Additionally, future research efforts should prioritize optimizing sensor selection, improving algorithm interpretability, and validating system performance across a broader range of populations and clinical conditions [8,9]. Addressing technical and methodological limitations identified in this study will not only enhance the reliability and applicability of the developed system but also contribute to advancing the field of noninvasive diabetes monitoring and diagnosis [16,35,36,37,38].

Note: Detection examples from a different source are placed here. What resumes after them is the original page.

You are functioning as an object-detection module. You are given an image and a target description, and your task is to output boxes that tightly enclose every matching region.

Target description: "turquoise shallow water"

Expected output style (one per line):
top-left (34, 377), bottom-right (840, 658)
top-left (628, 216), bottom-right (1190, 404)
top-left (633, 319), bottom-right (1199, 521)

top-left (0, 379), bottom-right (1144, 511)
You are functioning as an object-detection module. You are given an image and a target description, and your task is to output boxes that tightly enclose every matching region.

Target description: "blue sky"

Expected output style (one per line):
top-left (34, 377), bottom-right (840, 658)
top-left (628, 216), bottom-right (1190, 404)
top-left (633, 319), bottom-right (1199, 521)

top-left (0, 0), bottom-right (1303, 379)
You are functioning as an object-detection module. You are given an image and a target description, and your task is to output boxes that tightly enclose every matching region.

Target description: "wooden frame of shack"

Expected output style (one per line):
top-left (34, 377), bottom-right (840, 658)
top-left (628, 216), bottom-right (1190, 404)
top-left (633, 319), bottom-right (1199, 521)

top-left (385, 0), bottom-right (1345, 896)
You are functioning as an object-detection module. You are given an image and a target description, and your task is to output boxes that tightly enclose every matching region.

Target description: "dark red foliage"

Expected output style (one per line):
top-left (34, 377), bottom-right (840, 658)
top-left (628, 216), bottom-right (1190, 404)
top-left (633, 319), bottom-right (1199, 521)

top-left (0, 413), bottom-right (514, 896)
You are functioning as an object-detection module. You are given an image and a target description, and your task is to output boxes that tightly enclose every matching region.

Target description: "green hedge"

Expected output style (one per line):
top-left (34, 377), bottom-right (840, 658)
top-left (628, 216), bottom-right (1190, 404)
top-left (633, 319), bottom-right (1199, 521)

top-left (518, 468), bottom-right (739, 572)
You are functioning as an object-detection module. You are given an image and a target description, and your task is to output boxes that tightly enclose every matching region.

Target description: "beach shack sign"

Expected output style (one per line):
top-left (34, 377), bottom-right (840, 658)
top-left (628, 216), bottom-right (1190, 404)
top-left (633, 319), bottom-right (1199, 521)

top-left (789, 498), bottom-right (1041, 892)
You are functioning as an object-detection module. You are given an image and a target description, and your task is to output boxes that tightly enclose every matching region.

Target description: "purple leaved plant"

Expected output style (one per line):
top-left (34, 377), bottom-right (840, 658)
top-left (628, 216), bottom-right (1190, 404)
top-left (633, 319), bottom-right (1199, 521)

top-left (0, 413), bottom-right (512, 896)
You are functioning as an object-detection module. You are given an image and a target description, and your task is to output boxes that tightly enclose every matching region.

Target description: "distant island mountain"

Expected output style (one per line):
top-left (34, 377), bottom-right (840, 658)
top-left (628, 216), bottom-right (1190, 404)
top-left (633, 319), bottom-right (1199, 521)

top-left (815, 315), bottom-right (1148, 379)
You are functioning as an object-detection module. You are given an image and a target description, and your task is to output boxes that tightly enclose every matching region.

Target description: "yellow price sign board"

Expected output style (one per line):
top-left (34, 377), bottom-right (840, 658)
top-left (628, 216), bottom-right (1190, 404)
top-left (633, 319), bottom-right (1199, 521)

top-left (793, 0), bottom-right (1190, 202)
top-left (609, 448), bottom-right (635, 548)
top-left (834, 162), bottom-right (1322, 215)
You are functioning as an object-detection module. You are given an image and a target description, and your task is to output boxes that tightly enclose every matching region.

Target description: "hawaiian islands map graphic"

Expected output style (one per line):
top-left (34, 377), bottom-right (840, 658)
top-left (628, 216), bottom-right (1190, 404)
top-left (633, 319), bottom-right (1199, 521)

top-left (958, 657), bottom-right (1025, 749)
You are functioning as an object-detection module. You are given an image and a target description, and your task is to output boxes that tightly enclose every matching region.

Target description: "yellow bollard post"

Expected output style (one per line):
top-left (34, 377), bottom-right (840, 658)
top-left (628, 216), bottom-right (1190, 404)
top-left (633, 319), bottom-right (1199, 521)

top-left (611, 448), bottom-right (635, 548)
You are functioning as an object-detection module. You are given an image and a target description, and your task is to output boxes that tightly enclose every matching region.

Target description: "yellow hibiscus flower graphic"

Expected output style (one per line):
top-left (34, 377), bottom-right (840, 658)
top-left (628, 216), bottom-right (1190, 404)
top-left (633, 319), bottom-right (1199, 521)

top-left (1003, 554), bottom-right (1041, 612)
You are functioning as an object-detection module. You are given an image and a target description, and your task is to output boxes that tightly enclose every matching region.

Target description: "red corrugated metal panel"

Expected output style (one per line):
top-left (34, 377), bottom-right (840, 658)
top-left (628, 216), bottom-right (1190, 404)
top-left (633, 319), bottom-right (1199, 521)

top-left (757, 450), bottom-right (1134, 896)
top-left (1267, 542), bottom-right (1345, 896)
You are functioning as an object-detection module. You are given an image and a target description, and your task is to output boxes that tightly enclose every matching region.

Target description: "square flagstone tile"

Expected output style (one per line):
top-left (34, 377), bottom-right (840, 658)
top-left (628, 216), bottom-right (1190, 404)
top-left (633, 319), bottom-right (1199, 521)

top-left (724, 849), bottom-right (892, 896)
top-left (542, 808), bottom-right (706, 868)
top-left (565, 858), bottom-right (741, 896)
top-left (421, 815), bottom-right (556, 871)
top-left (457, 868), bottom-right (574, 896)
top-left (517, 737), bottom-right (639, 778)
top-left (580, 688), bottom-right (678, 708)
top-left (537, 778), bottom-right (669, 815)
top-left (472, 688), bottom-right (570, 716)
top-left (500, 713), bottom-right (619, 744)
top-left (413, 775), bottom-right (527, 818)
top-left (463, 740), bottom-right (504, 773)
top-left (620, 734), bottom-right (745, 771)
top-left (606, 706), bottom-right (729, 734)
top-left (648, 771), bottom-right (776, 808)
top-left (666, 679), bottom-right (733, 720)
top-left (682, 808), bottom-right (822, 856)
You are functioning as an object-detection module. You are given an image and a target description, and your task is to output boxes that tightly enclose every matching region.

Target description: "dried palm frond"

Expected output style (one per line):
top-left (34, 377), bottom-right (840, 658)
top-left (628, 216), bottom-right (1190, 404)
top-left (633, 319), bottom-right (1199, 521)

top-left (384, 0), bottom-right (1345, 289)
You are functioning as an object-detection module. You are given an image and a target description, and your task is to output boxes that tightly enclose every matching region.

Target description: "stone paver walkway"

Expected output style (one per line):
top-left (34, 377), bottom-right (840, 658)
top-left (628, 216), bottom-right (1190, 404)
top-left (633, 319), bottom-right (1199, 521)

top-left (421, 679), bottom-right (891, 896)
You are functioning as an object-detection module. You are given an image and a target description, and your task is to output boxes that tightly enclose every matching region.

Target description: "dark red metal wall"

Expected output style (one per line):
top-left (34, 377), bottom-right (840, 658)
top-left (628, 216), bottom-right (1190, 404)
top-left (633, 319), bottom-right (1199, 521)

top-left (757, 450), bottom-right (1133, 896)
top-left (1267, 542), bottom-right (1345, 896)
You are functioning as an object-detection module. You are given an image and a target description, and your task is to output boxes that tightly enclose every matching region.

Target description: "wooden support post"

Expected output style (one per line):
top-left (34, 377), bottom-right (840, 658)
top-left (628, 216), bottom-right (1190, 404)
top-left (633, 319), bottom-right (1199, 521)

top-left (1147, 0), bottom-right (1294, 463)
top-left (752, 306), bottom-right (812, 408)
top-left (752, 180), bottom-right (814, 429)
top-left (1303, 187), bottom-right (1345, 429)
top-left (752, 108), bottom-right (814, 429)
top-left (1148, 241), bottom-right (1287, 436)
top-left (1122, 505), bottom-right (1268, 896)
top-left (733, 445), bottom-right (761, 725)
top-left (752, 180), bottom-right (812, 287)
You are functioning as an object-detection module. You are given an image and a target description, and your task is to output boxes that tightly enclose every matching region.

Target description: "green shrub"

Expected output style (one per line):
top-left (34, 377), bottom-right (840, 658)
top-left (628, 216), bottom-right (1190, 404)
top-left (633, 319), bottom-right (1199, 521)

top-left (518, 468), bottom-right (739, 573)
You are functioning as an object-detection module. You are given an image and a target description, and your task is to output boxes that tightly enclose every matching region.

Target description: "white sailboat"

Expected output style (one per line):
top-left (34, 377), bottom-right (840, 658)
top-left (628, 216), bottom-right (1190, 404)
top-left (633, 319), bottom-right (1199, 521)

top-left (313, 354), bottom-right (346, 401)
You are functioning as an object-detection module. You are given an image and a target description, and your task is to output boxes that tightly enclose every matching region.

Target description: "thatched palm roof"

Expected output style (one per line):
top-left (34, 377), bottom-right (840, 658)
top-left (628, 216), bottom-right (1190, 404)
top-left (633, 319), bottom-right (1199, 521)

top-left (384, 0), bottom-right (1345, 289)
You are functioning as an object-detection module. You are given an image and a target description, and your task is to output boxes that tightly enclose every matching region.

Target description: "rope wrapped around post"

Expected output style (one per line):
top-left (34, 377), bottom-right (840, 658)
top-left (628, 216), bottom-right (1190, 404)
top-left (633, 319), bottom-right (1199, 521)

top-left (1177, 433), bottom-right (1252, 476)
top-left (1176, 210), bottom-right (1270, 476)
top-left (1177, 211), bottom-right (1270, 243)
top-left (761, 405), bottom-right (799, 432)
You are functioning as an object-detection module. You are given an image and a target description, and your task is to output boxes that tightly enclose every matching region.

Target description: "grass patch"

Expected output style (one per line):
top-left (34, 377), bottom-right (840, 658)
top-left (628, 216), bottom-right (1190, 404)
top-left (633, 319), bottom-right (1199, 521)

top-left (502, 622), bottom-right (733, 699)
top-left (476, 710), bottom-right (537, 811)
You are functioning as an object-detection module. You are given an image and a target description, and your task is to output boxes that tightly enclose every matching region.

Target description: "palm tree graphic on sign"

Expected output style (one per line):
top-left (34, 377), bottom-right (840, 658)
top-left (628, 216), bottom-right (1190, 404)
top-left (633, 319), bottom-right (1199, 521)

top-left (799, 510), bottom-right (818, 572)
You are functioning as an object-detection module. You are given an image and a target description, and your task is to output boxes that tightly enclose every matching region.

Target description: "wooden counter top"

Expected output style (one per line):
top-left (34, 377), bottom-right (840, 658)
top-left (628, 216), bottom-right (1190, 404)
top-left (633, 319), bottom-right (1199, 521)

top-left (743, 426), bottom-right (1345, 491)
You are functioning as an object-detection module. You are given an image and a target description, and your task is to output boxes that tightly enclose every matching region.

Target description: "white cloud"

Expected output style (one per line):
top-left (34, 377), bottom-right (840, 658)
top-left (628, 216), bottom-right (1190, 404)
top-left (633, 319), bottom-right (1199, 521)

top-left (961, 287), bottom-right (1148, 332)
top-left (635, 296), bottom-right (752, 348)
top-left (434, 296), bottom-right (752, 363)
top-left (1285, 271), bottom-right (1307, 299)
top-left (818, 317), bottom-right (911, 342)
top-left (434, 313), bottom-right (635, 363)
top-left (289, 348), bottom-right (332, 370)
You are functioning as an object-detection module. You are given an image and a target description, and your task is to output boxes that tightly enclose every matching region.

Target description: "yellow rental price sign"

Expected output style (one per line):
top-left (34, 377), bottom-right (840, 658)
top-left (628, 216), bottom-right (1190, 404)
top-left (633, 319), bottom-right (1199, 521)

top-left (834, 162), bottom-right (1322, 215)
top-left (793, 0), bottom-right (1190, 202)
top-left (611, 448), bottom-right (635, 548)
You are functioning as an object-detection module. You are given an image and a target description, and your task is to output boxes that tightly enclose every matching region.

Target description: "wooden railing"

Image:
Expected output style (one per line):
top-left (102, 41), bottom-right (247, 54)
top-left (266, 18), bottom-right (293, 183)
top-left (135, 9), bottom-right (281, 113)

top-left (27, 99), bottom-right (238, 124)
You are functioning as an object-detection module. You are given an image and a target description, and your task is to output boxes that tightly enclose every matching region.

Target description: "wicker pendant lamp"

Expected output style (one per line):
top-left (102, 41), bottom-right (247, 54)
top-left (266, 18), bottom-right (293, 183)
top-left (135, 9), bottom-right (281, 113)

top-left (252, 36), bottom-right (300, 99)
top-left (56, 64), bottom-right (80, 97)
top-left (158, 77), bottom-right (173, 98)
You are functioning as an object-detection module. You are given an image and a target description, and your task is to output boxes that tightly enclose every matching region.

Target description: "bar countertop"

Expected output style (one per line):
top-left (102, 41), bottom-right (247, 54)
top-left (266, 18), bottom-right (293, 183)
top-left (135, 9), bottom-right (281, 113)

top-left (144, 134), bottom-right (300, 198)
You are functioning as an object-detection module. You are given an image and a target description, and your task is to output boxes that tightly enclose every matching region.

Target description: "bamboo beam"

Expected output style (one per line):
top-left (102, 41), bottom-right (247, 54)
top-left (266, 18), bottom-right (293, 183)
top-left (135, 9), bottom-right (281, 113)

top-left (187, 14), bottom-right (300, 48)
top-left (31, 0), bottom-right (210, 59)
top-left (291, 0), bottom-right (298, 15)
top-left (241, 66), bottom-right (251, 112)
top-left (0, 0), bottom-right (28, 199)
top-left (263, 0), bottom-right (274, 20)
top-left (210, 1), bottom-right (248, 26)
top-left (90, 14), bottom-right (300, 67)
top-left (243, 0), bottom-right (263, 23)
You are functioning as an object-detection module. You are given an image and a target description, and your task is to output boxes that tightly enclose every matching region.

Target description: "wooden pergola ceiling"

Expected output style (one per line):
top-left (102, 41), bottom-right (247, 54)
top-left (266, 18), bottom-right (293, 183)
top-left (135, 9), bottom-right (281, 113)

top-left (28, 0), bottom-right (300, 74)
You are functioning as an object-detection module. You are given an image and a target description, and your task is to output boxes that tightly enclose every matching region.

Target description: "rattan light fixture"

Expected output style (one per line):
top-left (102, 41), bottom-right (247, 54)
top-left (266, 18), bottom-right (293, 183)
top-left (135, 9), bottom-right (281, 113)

Despite the challenges encountered, the integration of TinyML into Arduino Nano 33 BLE Sense represents a significant step toward the practical implementation of these models in embedded devices. Continuous validation and calibration are necessary to ensure precise system operation over time, particularly considering the limited lifespan of MOS sensors [16,24,39]. This study provides valuable insights into the application of TinyML in diabetes detection through human breath analysis. Although technical challenges persist, the results support the feasibility of implementing embedded systems for efficient and noninvasive monitoring of BGL, offering exciting opportunities for the future development of innovative medical devices.

6. Patents

A Utility Model application has been submitted to the Mexican Institute of Industrial Property (IMPI), which has successfully passed the formal examination by meeting the requirements established by the Federal Law on Industrial Property and the Regulations of the Industrial Property Law in Mexico. The Utility Model has been published in the IMPI database called SIGA 2.0 since 15 February 2024, identified with application number MX/u/2023/000465.